Group Theory

A group is a set with a binary operation (something like + or ×) satisfying four rules: it's closed (the operation always gives you something still in the set), associative (brackets don't matter), there's an identity element that leaves everything unchanged, and every element has an inverse that cancels it out. The integers under addition work. Rotations of a triangle work. Subtraction doesn't, because it isn't associative. The payoff of the definition is that it's abstract enough to cover a huge range of things at once.


A group you might be familiar with is the moves of a rubik's cube, in this group the identity move is no rotation, you can combine moves by adding them end-onto-end, and there is a well established inverse of each move, which is the reverse move. The coolest part of group structures is that multiple apparently different systems can have the same group structure, which allows you to solve problems for all such systems at the same time by working with the abstracted group.

Analysis

An understanding of calculus can help you differentiate and integrate. When first introduced it is common to think of these operations as tools to help solve problems in physics. However a proper understanding requires proofs and precise definitions. This is where analysis comes in. It provides the tools to figure out whether an infinite sum converges to some fixed value or not. In the context of functions this may seem simple, you just follow a function until you can read out the relevant point, but there are functions that are continuous everywhere but with no defined slope, or that are continuous nowhere at all. Analysis involves constructing precise rules, methods, and techniques for establishing the validity of applying calculus.


The true magic comes when you extend calculus into the complex numbers. While you might imagine an increase in complexity, in many cases the strict rules of analysis in fact make functions and sequences behave more neatly in this expanded space. For example the Residue Theorem lets you compute certain integrals by ignoring most of the function and only looking at a few special points where it blows up (poles), as it turns out the contributions from those points sum to give you the whole integral. Analytic continuation is even stranger; you start with a function defined on some small region of the complex numbers (such as the real axis), and provided it must be differentiable, there comes to be a unique definition for it on a much larger part of the complex numbers.

Combinatorics

Combinatorics involves counting quantities that are too large to count by hand. How many ways can you arrange a deck of 52 cards? How many ways can you move along a grid? In problems like this brute-force computation is simply impossible ("52!" is larger than the number of atoms in the universe). Hence the goal of combinatorics is to find structures and patterns that let you quantify large numbers quickly and abstractly.

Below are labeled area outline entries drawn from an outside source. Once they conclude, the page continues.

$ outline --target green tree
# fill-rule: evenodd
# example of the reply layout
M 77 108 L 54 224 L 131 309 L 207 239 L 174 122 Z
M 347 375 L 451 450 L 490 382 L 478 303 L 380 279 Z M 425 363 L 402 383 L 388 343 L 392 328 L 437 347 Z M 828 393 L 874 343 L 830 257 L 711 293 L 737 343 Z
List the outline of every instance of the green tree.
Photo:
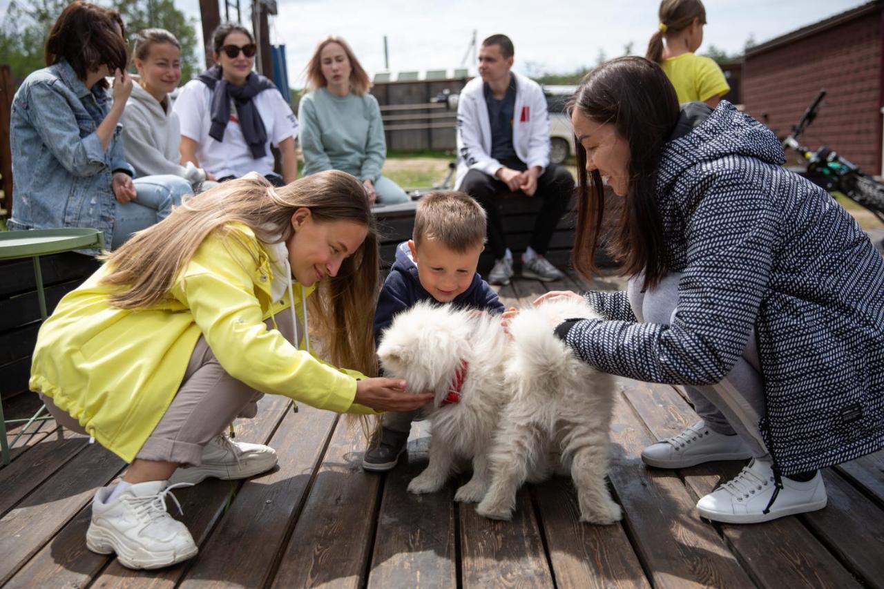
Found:
M 69 0 L 11 0 L 0 25 L 0 63 L 9 64 L 21 80 L 45 67 L 43 47 L 52 23 Z M 175 8 L 172 0 L 99 2 L 118 11 L 131 34 L 142 28 L 165 28 L 181 43 L 182 79 L 196 71 L 196 21 Z
M 46 34 L 67 4 L 66 0 L 11 0 L 6 6 L 0 25 L 0 64 L 10 65 L 14 79 L 46 66 Z

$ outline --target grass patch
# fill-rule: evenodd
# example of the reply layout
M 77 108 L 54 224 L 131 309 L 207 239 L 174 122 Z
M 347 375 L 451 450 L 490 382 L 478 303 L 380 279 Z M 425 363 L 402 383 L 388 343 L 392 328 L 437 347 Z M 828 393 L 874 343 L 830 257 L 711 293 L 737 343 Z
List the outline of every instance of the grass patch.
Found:
M 431 149 L 421 149 L 420 151 L 400 151 L 399 149 L 388 149 L 387 159 L 411 159 L 413 157 L 432 157 L 434 159 L 451 159 L 457 157 L 454 151 L 434 151 Z

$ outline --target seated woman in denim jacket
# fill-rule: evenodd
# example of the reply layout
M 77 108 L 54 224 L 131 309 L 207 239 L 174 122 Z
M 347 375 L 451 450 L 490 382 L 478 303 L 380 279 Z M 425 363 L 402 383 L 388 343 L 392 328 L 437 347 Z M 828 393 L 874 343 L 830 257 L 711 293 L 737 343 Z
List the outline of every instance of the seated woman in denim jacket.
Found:
M 118 124 L 132 91 L 124 31 L 117 12 L 84 2 L 53 25 L 48 67 L 27 76 L 12 100 L 10 229 L 94 227 L 112 249 L 191 192 L 176 176 L 133 181 Z M 111 74 L 112 107 L 104 80 Z

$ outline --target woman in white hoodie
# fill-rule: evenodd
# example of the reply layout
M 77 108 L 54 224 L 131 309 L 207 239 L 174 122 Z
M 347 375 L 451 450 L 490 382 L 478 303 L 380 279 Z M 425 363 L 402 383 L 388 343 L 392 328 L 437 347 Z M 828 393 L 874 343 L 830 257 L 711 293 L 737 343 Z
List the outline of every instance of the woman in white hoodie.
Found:
M 169 93 L 181 81 L 181 46 L 171 33 L 147 28 L 135 35 L 135 84 L 123 112 L 126 161 L 139 177 L 172 174 L 194 187 L 215 178 L 192 163 L 181 164 L 178 115 Z

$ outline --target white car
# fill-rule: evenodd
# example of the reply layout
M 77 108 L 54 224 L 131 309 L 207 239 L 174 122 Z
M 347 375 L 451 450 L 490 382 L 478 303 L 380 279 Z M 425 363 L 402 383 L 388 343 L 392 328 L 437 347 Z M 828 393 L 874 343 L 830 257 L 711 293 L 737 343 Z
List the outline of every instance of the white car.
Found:
M 546 110 L 550 115 L 550 161 L 561 164 L 575 155 L 574 129 L 565 112 L 568 101 L 574 96 L 576 86 L 544 86 Z

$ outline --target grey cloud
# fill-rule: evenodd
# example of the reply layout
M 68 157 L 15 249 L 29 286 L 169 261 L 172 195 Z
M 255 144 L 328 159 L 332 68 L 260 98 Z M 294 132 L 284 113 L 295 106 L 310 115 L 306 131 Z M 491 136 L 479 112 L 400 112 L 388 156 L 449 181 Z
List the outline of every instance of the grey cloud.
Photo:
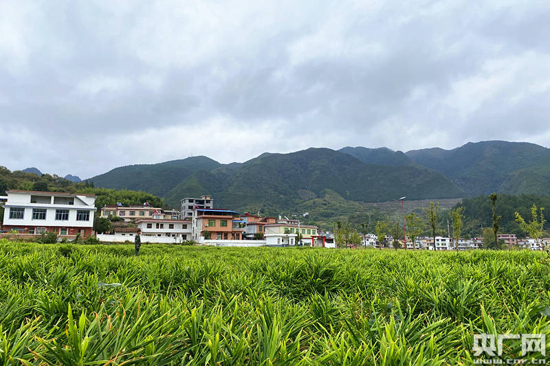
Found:
M 25 135 L 0 165 L 89 176 L 237 150 L 548 146 L 550 5 L 514 3 L 5 1 L 0 128 Z M 199 144 L 212 128 L 230 136 L 219 153 Z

The pigeonhole principle is a simple example of this notion. When you have to fit more pigeons into holes than you have holes, some holes must have at least 2 pigeons. This may seem obvious but the key is that it also applies in less obvious situations, for example in a room of 1000 people ther emust be at least one day of the year with more than 2 people sharing that day as a birthday.

Another example is the entropy of a room. Entropy is related to the number of ways to reach a given system. Combinatorics provides a way to quantify this precisely. It states that the number of ways to arrange N objects is N!. An average room has about 10²⁷ molecules of air, so the number of ways to arrange the air in a room is roughly (10²⁷)! (an unexpressibly large number), which allows us to gives a result for the entropy of around 600 kJ/K.

Hypothesis Testing

The p-value of a test represents the likelihood of seeing a result as or more extreme than the given measurement you observe. It is computed relative to the null hypothesis (the description of a situation if nothing interesting is happening). If you take a measurement for the effectiveness of a drug, and it cures 50% of the time, this on its own tells you nothing about how much better the drug is than no treatment at all. To figure this out we need to compute the p-value. If under the assumption that the drug does nothing we expect to measure a 48% cure rate with some randomness, we might compute that our test has a p-value of 0.03. The critical value of 0.05 is a common standard for calling a result significant (although it is somewhat arbitrary). So in this example we would have significant evidence that the drug did have some effect.


It is common to misunderstand this p-value as the probability of the null hypothesis given the data (how likely is no effect given our data about drug cure rate). But that is a different metric, and requires applying bayesian reasoning which requires deciding everything about the null hypothesis before taking any measurements.


The p-value also fails if you aren't careful about when and how you look at the same set of data. If you run twenty test, the critical value of 0.05 implies that you will get at least one false-positive on average. There are methods to try and maintain this false positive rate across multiple tests, but they are often ignored, and aren't practical when you have completely seperate experiments. This also contributes to the replication crisis impacting the reliability of science research, as we reasonably expect about 1 in 20 papers with a p-value near the critical one to be incorrectly rejecting its null hypothesis in favour of justifying an effect where there is none.